What the manager handles:

  • Global Variables - A single global variable store shared by all components. When one component's dialogue sets a global variable, every other component sees the updated value immediately.
  • Runtime Characters - Deep copies of character data loaded from the project asset. Character variables modified during gameplay are shared across all components.
  • Once-Only Options - Tracks which "show once" dialogue options have already been selected.
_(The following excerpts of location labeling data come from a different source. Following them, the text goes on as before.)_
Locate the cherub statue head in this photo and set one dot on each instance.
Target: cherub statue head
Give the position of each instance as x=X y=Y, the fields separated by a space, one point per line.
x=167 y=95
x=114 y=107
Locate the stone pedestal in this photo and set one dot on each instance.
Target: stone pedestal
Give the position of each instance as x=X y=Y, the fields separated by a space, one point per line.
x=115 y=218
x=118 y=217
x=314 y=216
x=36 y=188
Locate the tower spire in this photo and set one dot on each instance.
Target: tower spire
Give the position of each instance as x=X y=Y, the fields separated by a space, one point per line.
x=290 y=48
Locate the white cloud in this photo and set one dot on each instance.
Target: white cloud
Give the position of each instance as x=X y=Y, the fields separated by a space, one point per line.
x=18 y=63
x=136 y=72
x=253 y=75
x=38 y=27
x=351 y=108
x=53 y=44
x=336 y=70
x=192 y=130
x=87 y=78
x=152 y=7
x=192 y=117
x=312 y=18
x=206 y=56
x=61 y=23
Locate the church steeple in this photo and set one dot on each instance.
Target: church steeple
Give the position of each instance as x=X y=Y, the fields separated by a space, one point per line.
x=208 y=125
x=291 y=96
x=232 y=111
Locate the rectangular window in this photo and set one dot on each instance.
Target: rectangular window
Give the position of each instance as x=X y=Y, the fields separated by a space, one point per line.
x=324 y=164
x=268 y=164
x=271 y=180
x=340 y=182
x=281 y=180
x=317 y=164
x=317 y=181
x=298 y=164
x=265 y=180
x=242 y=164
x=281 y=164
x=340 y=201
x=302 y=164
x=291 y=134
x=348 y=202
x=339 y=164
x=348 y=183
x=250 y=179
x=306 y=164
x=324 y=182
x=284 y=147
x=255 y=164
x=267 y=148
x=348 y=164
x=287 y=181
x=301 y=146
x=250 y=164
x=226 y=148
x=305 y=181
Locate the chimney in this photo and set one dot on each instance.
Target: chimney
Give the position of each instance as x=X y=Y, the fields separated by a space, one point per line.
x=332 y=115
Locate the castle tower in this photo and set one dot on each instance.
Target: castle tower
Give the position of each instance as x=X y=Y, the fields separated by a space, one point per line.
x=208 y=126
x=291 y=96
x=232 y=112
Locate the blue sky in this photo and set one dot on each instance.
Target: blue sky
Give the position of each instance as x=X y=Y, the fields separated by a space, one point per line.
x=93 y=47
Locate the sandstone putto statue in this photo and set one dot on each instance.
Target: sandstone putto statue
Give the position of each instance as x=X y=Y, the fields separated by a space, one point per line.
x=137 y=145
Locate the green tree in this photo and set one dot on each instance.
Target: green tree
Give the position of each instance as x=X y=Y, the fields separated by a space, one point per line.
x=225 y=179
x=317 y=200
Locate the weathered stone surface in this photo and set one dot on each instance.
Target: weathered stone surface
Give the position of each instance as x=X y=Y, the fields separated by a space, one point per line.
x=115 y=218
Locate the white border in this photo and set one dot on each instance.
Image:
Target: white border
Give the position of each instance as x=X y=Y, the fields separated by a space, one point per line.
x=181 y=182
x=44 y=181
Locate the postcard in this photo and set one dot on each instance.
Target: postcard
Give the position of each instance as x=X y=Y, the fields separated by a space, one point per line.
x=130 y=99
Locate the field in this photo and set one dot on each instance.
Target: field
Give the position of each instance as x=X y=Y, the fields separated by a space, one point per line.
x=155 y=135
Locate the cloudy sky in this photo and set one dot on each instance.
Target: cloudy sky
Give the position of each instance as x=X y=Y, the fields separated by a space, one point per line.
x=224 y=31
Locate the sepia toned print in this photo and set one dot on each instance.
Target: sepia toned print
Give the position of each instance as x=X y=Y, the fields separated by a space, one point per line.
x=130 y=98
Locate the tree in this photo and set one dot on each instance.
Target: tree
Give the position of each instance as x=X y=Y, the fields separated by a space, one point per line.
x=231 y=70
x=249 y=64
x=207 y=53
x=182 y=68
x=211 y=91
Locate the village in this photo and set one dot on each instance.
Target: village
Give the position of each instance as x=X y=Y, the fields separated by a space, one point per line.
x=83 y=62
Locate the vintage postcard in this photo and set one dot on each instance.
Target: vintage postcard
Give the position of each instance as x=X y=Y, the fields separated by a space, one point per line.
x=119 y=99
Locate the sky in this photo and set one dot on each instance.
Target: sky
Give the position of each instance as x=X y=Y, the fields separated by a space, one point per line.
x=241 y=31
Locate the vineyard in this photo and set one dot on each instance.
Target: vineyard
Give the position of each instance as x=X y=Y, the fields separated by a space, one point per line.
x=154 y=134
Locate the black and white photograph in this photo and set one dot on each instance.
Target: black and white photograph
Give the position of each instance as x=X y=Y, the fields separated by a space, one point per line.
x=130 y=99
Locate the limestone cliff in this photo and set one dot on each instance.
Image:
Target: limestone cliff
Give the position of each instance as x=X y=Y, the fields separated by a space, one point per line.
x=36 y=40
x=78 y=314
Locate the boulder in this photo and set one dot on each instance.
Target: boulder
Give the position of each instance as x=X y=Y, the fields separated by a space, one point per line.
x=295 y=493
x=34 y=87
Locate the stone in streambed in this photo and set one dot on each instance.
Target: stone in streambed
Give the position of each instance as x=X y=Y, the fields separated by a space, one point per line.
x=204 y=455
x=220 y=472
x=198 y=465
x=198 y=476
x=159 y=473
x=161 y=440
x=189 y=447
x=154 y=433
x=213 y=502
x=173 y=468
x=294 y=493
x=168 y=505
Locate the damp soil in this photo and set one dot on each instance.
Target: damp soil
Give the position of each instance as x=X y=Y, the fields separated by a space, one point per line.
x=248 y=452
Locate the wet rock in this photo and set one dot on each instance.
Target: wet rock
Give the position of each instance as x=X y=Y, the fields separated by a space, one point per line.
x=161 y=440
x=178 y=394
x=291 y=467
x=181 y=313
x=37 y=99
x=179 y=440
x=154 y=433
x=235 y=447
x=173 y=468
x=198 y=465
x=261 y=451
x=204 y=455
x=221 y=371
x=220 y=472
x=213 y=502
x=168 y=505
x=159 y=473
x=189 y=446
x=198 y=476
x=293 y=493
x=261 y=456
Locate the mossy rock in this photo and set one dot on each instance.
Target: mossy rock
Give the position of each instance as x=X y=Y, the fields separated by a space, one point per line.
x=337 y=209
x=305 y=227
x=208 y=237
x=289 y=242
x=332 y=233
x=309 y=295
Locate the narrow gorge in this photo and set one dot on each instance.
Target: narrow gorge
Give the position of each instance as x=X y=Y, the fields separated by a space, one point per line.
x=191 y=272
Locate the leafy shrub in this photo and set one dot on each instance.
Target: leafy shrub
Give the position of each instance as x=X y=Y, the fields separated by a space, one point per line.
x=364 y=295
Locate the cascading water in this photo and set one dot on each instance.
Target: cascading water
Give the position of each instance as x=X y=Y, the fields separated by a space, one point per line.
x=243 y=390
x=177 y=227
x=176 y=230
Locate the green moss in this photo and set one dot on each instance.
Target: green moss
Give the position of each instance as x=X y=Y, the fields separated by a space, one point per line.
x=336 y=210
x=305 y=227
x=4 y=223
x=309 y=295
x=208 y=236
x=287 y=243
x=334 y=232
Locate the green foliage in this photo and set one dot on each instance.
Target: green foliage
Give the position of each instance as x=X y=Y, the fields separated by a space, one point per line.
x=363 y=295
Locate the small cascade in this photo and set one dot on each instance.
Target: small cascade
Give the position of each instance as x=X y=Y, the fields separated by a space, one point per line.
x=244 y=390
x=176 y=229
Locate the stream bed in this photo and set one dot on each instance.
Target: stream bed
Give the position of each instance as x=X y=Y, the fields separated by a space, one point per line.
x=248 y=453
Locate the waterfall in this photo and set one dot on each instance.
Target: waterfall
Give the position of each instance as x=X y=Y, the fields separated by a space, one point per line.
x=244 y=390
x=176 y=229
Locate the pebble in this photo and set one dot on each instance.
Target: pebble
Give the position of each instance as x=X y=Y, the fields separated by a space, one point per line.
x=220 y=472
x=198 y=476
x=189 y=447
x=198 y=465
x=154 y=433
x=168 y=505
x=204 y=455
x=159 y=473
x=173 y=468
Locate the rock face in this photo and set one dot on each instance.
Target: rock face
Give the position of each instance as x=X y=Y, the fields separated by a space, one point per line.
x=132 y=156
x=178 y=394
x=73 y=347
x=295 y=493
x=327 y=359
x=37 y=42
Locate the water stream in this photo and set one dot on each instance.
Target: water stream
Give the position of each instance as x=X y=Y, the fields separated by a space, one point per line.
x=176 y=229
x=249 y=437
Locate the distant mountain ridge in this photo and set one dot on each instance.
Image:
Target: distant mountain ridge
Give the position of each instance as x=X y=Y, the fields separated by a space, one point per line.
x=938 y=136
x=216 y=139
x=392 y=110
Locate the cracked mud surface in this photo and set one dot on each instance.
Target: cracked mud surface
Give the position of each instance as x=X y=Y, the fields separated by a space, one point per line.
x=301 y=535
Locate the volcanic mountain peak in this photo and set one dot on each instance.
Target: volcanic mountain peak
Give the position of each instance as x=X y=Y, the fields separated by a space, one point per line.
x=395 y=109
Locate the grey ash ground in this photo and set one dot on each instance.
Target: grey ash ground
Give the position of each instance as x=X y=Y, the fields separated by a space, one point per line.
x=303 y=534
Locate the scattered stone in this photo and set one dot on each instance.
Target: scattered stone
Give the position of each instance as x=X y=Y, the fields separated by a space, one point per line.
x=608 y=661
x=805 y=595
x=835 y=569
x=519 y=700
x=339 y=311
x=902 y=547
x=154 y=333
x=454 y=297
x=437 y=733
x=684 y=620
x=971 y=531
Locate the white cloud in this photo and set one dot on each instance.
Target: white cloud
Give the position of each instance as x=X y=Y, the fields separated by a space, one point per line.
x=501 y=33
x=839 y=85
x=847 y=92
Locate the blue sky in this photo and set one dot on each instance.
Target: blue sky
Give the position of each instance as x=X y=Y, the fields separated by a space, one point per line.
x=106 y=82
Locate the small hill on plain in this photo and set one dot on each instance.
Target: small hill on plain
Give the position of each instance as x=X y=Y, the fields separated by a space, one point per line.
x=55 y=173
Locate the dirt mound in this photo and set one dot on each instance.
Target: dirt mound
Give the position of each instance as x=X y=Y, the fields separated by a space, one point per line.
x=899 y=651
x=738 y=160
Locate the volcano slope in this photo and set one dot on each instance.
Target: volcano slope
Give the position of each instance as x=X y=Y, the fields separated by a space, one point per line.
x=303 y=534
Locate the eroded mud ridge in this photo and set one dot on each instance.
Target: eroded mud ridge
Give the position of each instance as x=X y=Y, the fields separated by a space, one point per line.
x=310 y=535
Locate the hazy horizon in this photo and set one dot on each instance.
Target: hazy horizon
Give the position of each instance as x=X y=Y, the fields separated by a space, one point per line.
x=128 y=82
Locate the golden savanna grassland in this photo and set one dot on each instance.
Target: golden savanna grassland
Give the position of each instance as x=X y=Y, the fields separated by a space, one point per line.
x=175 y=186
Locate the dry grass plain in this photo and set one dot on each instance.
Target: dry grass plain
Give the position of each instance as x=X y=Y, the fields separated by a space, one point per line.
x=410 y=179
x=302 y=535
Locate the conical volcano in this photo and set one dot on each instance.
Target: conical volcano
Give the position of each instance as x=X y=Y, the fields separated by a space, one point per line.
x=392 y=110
This tracking persists across different components and script files within the same session.
  • Project Asset - Holds the imported StoryFlow project (StoryFlowProjectAsset) with all scripts, characters, and resolved media assets.
  • Save/Load - Provides SaveToSlot() and LoadFromSlot() methods that serialize and restore all shared state.

What each component manages independently:

  • Local Variables - Each component has its own local variable scope for the currently executing script.
  • Execution State - Call stack, current node position, and flow state are per-component.
  • Audio Playback - Each component creates and manages its own AudioSource on demand.
  • Events - C# events and UnityEvents are fired per-component, so each GameObject's UI only receives updates for its own dialogue.

Multiple NPCs, Shared World

This architecture means you can have dozens of NPCs running independent dialogues while sharing the same world state. A merchant NPC can check a global mainQuestCompleted variable that was set by a quest-giver NPC's dialogue, and both share the same character relationship data - all without any manual synchronization.